Radio Free Vermont: A Fable of Resistance by Bill McKibben is a novel published by Blue Rider Press with a statement regarding big versus small and climate change. In the 1800’s one union was so significant but it was controversial. For decades this tug-of-war between states and the union built up and finally led to the civil war. Today, the American population is again heavily divided. During two centuries, the union was necessary to build railroads, settle a continent linking east and west, develop education systems, communication, national transportation systems, fighting world wars, reaching the moon, and so on. The indigent people were mostly eliminated and the bison and beaver hunted nearly to extinction. And now, a message within McKibben’s fable is that “we need to be small, or at least smaller.”
Bill McKibben is a champion fighter against climate change and founder of 350.org, the grassroots movement, which launched among other efforts a fossil fuel company divestment campaign. He weaves his scenarios of climate change cometh in Vermont into his fable story that centers on Vermont’s possible secession from the USA. Radio Free Vermont includes book cover reviews by progressives Bernie Sanders, Naomi Klein, and Jay Parinia, who calls the book “a balm for troubled times.”
Those familiar with everything Vermont will recognize McKibben’s local geographical and sociological references and that is an essential element of the overall point.
Among the 16 books produced by McKibben, starting with “The End of Nature” and more recently with “The Global Warming Reader,” he has previously written about cross country skiing (Long Distance) and in real life he is a regular patron at Rikert Nordic Center near Middlebury, Vermont. Outdoor enthusiasts will enjoy the way McKibben weaves the sport of cross country skiing into the story using biathlon (competition that incorporates target shooting with cross country skiing), and an ambush, rescue, and escape on cross country skis.
The “living small” dialogue is portrayed by repetitive annunciation of “town meeting” the age-old community gathering done on the local level where local decision-making takes place. An apt quote by Abraham Lincoln is worked into the fable “Ere long the most valuable of all arts, will be the art of deriving a comfortable subsistence from the smallest area of soil. No community whose every member possesses this art, can ever be the victim of oppression of any of its forms.”

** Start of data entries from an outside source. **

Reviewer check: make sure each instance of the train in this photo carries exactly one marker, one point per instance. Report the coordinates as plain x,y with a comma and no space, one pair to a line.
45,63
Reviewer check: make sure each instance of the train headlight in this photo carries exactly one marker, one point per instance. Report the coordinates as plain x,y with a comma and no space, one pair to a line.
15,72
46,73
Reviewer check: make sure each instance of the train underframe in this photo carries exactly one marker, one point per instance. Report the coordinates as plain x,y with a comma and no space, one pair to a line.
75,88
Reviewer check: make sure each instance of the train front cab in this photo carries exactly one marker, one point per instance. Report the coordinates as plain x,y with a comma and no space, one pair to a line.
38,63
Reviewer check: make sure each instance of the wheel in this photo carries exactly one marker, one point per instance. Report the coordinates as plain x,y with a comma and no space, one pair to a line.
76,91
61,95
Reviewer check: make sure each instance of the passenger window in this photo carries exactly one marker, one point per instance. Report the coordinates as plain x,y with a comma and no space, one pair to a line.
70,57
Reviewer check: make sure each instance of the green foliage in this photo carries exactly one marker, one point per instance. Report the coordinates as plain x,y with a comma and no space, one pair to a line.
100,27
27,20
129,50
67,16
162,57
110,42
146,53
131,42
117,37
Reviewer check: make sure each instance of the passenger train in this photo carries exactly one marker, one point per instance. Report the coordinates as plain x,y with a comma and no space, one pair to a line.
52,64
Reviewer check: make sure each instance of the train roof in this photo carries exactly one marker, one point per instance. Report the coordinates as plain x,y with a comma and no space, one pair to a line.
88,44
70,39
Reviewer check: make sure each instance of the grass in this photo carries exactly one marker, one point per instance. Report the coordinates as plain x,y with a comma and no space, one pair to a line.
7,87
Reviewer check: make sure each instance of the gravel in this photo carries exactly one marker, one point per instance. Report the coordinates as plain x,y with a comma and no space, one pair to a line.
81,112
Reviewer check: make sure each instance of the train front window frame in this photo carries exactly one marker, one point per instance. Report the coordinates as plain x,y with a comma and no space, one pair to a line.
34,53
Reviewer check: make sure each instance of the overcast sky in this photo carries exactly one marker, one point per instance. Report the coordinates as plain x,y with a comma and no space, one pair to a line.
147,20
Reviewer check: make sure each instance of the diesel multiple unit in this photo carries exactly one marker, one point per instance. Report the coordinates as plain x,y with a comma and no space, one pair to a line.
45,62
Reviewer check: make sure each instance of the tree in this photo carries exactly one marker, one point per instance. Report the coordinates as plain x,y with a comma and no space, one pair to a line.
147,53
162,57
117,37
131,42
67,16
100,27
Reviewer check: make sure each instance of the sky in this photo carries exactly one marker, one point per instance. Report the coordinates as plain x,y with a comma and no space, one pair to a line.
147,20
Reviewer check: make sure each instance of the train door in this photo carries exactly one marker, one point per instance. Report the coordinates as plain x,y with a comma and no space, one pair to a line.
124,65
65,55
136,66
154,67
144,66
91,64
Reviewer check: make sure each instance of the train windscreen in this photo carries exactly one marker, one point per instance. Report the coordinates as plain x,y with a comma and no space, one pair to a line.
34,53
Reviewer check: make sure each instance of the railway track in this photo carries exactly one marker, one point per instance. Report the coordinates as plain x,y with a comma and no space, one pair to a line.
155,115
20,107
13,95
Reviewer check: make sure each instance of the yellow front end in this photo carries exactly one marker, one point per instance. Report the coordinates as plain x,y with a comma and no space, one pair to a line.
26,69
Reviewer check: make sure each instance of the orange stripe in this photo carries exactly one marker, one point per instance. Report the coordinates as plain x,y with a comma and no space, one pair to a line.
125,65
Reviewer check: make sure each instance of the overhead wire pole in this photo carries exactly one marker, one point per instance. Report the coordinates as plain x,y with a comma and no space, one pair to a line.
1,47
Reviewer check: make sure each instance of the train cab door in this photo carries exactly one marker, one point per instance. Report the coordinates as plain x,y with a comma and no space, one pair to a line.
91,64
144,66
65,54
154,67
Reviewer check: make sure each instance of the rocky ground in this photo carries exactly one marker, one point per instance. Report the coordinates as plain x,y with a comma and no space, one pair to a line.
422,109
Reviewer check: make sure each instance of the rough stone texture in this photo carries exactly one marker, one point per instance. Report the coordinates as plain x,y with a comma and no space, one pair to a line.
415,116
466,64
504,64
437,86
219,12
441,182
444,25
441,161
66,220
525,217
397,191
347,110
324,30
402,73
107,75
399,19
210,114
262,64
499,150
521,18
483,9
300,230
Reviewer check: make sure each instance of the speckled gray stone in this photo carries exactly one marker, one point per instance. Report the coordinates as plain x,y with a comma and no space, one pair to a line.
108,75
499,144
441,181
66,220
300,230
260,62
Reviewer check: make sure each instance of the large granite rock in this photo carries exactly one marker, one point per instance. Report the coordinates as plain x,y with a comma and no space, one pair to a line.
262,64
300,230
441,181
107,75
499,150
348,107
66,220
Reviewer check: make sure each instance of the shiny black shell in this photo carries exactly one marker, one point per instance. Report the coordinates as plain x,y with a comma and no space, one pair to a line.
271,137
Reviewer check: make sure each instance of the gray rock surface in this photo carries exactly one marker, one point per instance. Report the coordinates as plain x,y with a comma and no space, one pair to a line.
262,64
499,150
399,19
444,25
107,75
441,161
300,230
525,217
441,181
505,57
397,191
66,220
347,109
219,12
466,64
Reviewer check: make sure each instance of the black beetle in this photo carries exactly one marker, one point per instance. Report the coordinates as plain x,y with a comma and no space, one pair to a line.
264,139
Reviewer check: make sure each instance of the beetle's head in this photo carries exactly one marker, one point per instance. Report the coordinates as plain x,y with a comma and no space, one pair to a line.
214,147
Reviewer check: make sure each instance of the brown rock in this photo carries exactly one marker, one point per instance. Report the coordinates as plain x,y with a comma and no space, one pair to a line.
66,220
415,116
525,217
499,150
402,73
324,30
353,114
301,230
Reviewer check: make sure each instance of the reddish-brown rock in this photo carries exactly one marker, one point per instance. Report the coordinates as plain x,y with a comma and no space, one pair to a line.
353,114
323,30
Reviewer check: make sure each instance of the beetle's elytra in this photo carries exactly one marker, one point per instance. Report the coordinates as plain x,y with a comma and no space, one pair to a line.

Some of the stand-out quotes in Radio Free Vermont include “the sound of freedom is low, quiet small. It doesn’t drown out everything else,” “Federal and state officials are not terrorists, they’re mostly just in over their heads,” and Rex Tillerson, US Secretary of State and one time Exxon CEO said to the fictitious Vermont governor, “I want to say that I’ve never had the chance to visit Vermont due to the fact that you have no deposits of oil or natural gas, but I do know that you have a number of very fine filling stations.” The use of humor can be poignant and stinging.
McKibben of course interjects a view of what Vermont will be like in the future as climate changes impact the region. “With the Arctic melted, there was no place to build up the intense cold that had always marked winter in Vermont. Lake Champlain did not freeze much anymore and if snow fell it was usually for a few nighttime hours in the middle of a rain storm.”
The book is a quick read and leaves you wondering about greed and politics. Vermont’s real governor recently outlined his idea to conduct a targeted marketing campaign to attract selected people to come and populate Vermont because the state population continues to decline while the cost of living keeps escalating. Due to the state’s economic shortcomings and political polarization it is unlikely agreement can be found on issues related to Radio Free Vermont such as developing a carbon tax or universal health insurance…let alone secession [sic].